Ser humano é ansiar por um papai do céu. Algo que explique o inexplicável, algo que coloque a culpa em outra pessoa. Portanto, não é de admirar que na década de 2010, alimentada pelo ZIRP, quando o novo evangelho da criação se espalhava, algumas pessoas começaram a ver a tecnologia como uma espécie de religião. E no 8º dia, Deus criou um aplicativo móvel para entregar o pão nosso de cada dia.
Os fundadores e CEOs de startups se tornaram uma espécie de salvadores. A esmola tem um novo nome: altruísmo eficaz. O biohacking tornou-se ritualizado e a singularidade parecia estar cada vez mais próxima. Isso salvaria a humanidade de “um flagelo bíblico: a própria morte”, escreve Greg Epstein, capelão humanista da Universidade de Harvard e do Instituto de Tecnologia de Massachusetts, em seu livro Tech Agnostic. Tudo isto foi o mais próximo que Silicon Valley, conhecido pelo seu cepticismo e não secretamente liberal, chegou de abraçar abertamente a teologia.
Então veio o ponto de viragem. Engenheiros proeminentes começaram a pregar a religião como religião, em vez da tecnologia como religião. No início deste ano, sentei-me numa luxuosa igreja transformada em condomínio no Mission District de São Francisco, ouvindo um capitalista de risco que se tornou traficante de armas recitar partes da Oração do Pai Nosso a um grupo de 200 engenheiros. Inspirada por um discurso religioso que Peter Thiel proferiu em uma festa de aniversário privada há alguns anos, a esposa do VC fundou um grupo chamado ACTS 17 Collective – Reconhecendo Cristo na Tecnologia e na Sociedade como uma forma de espalhar o evangelho no Vale do Silício. É o verdadeiro evangelho, não um solucionismo tecnológico puro.
O empresário sentado ao meu lado naquela noite admitiu que era crente há muitos anos.

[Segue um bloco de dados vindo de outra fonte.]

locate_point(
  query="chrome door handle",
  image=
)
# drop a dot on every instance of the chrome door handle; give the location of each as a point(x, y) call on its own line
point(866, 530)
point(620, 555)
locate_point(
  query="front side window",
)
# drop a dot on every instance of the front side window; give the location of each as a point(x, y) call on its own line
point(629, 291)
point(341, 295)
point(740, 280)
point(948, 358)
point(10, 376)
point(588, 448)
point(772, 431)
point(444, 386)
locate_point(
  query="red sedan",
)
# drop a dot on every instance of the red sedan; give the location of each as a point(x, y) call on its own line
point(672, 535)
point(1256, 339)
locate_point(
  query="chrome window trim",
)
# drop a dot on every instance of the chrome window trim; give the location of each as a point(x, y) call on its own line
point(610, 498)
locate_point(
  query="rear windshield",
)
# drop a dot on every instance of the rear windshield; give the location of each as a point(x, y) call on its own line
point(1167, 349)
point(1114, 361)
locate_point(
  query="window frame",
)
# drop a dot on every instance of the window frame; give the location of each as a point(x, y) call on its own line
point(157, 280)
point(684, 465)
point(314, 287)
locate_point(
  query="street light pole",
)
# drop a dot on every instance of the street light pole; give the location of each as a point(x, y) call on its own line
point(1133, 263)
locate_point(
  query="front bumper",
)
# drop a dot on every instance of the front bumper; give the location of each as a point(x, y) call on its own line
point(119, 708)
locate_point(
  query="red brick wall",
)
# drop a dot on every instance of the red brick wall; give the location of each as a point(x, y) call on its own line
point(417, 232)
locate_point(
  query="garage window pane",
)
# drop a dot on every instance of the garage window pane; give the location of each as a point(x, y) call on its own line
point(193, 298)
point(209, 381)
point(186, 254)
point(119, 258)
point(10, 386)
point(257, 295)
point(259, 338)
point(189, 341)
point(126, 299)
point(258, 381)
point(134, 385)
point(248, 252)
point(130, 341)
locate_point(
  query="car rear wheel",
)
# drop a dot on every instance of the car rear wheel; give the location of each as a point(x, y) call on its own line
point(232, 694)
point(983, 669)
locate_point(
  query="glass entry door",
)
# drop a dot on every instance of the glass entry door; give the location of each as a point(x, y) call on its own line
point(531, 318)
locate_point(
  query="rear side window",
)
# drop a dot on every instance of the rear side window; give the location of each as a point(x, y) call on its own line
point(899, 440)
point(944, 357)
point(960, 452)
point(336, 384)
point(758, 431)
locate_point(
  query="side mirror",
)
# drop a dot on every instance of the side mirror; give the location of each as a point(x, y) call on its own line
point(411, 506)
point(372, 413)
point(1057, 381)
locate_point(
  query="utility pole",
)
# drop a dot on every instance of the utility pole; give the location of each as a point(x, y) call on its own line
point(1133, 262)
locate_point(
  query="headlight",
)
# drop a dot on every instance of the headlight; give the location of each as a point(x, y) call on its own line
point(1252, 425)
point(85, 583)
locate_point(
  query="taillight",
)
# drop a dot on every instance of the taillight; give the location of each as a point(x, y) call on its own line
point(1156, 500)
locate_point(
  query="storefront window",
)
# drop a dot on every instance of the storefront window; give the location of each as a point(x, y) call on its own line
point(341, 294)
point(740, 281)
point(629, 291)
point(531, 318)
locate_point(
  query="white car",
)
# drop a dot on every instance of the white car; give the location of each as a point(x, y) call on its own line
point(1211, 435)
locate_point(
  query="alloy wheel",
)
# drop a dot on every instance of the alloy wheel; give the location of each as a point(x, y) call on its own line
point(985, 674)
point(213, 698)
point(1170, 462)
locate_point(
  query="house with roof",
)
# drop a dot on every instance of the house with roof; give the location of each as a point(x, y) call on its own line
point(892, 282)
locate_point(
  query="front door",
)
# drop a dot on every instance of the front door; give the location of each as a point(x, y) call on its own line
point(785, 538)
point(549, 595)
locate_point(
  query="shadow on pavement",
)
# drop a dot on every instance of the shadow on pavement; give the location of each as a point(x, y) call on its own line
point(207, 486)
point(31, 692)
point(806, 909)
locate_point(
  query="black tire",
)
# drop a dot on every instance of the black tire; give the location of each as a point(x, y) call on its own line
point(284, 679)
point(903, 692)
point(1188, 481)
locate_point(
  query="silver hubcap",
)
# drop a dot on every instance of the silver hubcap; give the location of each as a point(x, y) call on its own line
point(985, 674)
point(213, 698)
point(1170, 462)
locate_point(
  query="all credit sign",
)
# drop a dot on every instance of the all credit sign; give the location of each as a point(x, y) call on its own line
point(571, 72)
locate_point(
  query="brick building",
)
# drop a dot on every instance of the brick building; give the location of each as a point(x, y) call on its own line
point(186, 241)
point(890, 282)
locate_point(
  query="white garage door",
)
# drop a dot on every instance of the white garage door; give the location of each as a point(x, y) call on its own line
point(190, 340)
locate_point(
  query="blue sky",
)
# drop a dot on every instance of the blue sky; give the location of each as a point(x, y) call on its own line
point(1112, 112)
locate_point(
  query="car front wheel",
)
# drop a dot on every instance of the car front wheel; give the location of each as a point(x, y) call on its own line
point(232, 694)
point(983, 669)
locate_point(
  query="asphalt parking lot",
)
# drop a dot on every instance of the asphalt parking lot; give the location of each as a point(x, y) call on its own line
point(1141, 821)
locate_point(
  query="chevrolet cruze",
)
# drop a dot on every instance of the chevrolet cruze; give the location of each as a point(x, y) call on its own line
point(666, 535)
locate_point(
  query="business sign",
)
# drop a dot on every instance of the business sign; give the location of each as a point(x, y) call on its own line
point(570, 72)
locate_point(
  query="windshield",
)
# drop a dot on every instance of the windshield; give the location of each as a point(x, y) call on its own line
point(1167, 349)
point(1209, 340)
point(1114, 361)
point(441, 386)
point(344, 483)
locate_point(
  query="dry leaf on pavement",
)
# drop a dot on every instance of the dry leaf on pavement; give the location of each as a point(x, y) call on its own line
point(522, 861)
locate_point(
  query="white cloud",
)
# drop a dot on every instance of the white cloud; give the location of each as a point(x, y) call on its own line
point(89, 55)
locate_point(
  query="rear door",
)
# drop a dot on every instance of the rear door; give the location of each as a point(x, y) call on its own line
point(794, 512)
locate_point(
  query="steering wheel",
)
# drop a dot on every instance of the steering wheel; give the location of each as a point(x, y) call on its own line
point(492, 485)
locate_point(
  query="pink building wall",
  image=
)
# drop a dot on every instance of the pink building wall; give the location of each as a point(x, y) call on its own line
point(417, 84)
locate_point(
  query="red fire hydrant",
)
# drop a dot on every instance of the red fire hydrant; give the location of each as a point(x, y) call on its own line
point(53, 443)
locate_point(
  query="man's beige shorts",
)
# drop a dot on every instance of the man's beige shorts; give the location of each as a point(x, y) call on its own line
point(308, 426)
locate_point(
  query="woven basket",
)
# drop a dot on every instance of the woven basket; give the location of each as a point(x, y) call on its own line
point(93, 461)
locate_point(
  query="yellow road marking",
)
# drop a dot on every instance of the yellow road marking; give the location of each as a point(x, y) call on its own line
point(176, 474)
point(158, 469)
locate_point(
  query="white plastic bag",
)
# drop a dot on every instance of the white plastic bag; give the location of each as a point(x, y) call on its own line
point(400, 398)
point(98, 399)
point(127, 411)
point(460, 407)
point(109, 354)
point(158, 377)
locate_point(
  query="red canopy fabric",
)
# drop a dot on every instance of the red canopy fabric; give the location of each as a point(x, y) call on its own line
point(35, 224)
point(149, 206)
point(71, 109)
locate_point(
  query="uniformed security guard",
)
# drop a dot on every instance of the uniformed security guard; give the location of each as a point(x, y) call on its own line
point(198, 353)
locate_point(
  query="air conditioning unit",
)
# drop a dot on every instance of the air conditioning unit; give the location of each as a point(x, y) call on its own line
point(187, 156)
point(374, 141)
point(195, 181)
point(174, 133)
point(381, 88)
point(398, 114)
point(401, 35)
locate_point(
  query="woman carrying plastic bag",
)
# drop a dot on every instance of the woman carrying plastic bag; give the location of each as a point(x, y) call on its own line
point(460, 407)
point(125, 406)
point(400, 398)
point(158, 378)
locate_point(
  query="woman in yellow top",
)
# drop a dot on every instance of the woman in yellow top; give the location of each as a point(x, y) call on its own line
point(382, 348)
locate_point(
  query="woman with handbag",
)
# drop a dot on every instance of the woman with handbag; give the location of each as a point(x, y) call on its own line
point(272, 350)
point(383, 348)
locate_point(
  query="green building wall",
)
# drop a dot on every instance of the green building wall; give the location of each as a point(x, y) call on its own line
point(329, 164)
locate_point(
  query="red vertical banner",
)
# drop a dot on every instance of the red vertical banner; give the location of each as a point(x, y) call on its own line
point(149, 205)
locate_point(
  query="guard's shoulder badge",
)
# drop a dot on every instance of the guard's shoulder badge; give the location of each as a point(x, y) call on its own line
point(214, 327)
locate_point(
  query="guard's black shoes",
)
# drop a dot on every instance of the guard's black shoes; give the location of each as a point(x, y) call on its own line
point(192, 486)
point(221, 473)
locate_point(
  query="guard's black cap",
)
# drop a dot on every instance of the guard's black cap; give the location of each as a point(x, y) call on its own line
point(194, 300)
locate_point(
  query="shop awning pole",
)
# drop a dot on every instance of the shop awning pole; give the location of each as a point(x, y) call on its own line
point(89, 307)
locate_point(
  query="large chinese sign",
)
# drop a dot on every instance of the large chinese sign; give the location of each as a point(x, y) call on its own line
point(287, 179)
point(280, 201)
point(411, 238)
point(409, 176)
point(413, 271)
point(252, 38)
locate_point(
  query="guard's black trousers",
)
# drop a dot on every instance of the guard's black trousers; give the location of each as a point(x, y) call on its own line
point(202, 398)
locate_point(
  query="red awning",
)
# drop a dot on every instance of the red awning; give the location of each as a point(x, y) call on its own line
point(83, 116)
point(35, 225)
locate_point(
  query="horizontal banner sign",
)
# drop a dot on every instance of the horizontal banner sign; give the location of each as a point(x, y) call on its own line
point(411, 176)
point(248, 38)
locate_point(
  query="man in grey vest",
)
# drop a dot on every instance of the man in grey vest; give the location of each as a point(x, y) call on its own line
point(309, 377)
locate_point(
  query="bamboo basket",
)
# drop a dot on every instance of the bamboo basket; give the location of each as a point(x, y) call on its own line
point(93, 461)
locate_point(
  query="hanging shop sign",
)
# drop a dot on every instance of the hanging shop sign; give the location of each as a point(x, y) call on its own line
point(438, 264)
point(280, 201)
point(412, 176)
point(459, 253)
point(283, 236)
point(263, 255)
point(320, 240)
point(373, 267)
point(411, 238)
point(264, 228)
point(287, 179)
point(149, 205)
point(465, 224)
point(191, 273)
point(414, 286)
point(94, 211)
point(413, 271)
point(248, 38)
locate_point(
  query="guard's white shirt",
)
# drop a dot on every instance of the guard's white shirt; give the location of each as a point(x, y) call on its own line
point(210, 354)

Até agora, ele não estava satisfeito em manter as suas crenças no Vale do Silício. Outro participante me perguntou em uma conversa casual quantos filhos eu queria (não com ele, mas no geral). Seja fecundo e multiplique-se. Mais recentemente, Thiel fez uma série de discursos não oficiais à multidão do ACTS 17, nos quais explicou, sem dúvida, a sua crença de que o jovem activista sueco das alterações climáticas e anti-guerra representava o Anticristo.
Semanas após o assassinato público do ativista cristão de direita Charlie Kirk, tecnólogos proeminentes começaram a postar textos religiosos em X. “Perdoe-nos pelas nossas ofensas assim como perdoamos aqueles que nos ofendem”, escreveu Elon Musk. Também vale a pena notar que o capitalista de risco Jason Calacanis criticou o ICE pela violência contra os imigrantes, mas também apresentou um pedido de desculpas completo a qualquer pessoa que tenha ofendido. “Como filho de Cristo, procuro sempre ser melhor naquilo que faço”, escreveu ele em X. Se os capitalistas mais implacáveis encontrarem a religião novamente, poderá haver esperança para o resto de nós. Afinal, a religião e o capitalismo são ambos muito bons a criar incentivos para nós, meros mortais.
O recorde da pizza por si só pode ser evidência suficiente de que a IA não é onisciente.
E o melhor de tudo é que agora temos IA. Qual o papel que desempenha nas novas religiões? Anthony Levandowski, um dos cofundadores da Waymo, fundou sua (infame) igreja de IA há uma década. Isso não é novidade. Ele sugeriu que a IA deveria ser adorada como uma espécie de deus.
Então… devo?
Não, não, certo? bom. Depende de a quem você pergunta e de quão literal é sua interpretação. Musk recentemente “brincou” que quando todos os processos de violação de direitos autorais da OpenAI forem resolvidos, o sistema legal será irrelevante. Enquanto digito isso, milhares de pessoas estão assistindo à transmissão ao vivo do AI Jesus no Twitch. Algumas pessoas pedem recomendações de pizza em Chicago. Algumas pessoas perguntam se você irá para o inferno por se masturbar. Bonito e divino AI Jesus diz: “Lou Malnati” ou “O conceito de amor próprio é importante” e faz uma pausa antes de encerrar tudo em termos bíblicos. (O recorde da pizza por si só pode ser prova suficiente de que a IA não é onisciente.)